The PGA of America wants a decision before the 2026 Masters in April. Tiger Woods has confirmed his Achilles is no longer a concern, but his back remains unresolved, and that uncertainty is hanging over both a potential Augusta return and the captaincy call. Until there is a change in circumstances, Thomas’s response remains unchanged: we must wait and observe.
But if he chooses to deny, then who will be next in line? Well, the analyst has already weighed in.
Move on from Tiger Woods: Chamblee makes the case for a different U.S. captain
While the Woods captaincy debate dominates headlines, Golf Channel analyst Brandel Chamblee thinks American golf is fixating on the wrong name. His pick for Adare Manor is Justin Leonard, arguing that Woods has plenty of time to captain future teams and is currently too consumed by PGA Tour governance work.

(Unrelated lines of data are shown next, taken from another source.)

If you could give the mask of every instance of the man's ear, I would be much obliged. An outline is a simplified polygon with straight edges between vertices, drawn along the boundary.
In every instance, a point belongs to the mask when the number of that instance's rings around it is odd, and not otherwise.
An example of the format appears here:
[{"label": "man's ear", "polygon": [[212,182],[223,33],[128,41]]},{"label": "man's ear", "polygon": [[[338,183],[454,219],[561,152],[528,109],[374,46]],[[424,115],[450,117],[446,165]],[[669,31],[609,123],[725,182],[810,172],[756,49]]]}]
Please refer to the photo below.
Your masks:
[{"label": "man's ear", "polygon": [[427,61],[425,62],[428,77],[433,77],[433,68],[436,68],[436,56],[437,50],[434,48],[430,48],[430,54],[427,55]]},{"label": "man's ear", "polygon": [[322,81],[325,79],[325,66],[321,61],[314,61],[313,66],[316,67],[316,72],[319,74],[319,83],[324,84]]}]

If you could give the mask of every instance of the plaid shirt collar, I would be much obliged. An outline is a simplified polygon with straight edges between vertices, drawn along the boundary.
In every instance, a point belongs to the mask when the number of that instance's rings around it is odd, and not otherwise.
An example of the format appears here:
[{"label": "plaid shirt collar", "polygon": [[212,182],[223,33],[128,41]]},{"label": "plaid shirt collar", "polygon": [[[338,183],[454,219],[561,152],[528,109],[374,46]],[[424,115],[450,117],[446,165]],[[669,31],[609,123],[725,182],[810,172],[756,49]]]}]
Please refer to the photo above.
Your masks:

Chamblee also pointed to Tiger Woods’s personal circumstances, noting his desire to spend time with Charlie at home and a likely interest in competing on the PGA Tour Champions. In his view, the Big Cat simply has bigger priorities right now than absorbing the full weight of a Ryder Cup captaincy.
The argument has practical logic behind it. The captaincy is not a ceremonial role. It demands months of preparation, player relationship-building, and strategic planning. A captain who cannot fully commit to that process puts the team at a disadvantage before competition even begins.
Bradley’s 2025 defeat at Bethpage Black has intensified the pressure. With the United States looking to reclaim the trophy in Ireland, Chamblee’s broader point is straightforward: find the person most able to do the job now, rather than waiting on a decision that may never come.